Question

I've spent the last few hours reading about the Oauth2 protocol. From my understanding, the main motivation for this protocol is that the resource owner does not have to share their credentials with 3rd party (client) applications, only the resource server.

In this post, I have used the roles as defined in the Oauth2 RFC. However, I have not distinguished between the resource server and authorization server. I assume for the simplicity that they are the same and refer to them as "resource server".

I can see two different chain of events. Assume that both scenarios start with a resource owner with the intent to let a client access a protected resource.

Case 1, GUI provided by the resource server

  1. Client forwards resource owner to the resource server's login page.
  2. Resource owner provides his/her credentials at the resource server's GUI.
  3. On success, the resource server forwards the resource owner to the Client and provides the user client with a token.

Case 2, GUI provided by the Client

  1. The client asks the resource owner to provide his/her credentials to its own GUI.
  2. The client sends the provided credentials to the resource server.
  3. On success, the client obtains a token and access to the resource server.

My concern is case 2. How hard would it be for the client to obtain full privileges on the resource server if it, instead of authenticating as a client, authenticates as the resource owner? The RFC states the following as a reason to use OAuth2 instead of letting the client handle the resource owners credentials:

"Third-party applications gain overly broad access to the resource owner's protected resources, leaving resource owners without any ability to restrict duration or access to a limited subset of resources."

The RFC further states:

"Third-party applications are required to store the resource owner's credentials for future use, typically a password in clear-text."

This could very well be saved by the client in case 2.

So... Can you assume that a client that implements Oauth2 (In case 2) is more secure than one that does not? Is it possible for a resource server to implement mechanisms to prevent such things as these?

Was it helpful?

Solution

You can assume that using a proper OAuth2 implementation your system is more secure than a conventional user/pass based system.

Case 1 is clearly superior since no user credentials are exposed to the client.

Case 2 is only a possibility, many OAuth2 providers don't support it at all. Even the standard discourages using it, it seems to be there only as a fallback when the plain old user/pass based logic still must be used for some strange reason. This case is still slightly better as the client application has the possibility not to store your credentials at all. The specified credentials can be dropped right after creating the OAuth request and only the granted tokens should be stored. Gaining a refresh token, there is no need to ask for your user/pass again.

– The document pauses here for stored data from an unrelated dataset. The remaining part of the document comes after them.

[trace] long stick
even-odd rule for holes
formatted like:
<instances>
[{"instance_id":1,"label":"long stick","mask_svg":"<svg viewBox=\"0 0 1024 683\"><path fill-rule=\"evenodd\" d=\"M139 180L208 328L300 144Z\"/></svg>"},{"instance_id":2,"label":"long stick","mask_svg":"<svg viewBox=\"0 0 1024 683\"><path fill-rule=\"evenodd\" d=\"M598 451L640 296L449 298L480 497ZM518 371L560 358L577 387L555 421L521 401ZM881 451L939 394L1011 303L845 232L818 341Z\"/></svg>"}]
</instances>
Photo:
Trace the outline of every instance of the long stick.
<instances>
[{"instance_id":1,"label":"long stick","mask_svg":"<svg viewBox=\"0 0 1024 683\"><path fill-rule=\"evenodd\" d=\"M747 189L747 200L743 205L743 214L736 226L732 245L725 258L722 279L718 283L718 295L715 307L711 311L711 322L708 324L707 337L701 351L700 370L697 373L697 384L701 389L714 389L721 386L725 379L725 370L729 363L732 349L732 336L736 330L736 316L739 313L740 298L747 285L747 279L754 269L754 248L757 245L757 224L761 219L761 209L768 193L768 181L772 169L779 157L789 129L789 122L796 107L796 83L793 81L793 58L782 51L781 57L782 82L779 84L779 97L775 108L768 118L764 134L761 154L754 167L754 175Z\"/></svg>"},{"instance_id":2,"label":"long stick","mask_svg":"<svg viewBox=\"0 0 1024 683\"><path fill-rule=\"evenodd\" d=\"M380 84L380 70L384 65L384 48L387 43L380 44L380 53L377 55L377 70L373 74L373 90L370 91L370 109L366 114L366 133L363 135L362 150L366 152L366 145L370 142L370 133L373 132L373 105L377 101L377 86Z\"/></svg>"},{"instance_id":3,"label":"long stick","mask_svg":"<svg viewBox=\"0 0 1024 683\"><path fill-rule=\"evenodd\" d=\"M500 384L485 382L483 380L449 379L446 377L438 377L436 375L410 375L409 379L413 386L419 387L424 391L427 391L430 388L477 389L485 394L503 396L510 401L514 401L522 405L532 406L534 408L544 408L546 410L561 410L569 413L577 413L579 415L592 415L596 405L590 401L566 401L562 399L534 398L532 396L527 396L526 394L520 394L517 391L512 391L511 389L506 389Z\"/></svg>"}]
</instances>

Note that stealing the tokens from the application is still a security risk, but the thief won't have full privilege with your credentials, will only have the access rights you have granted to the application. Furthermore, access tokens expire and the provider should support revoking refresh tokens.

OTHER TIPS

Consider case2:

Lets say the resource owner has provided his/her credentials to the client and as you stated the client has to store the password somewhere in plain text form.

1) But can we trust the client that it would not access any information without your permission ??
2) what if someone hacks the client database and gain access to all the credentials which may contain sensitive information like netbanking passwords etc..,??

so to prevent these security-issues, the resource owner deals directly with resource server and sets the permissions for the client to access only information which it wants and not a bit more. Then the server issues a token(like a gatepass) to the client and whenever the client needs some information it has to send the token.

so its best not to give the client our credentials for security reasons.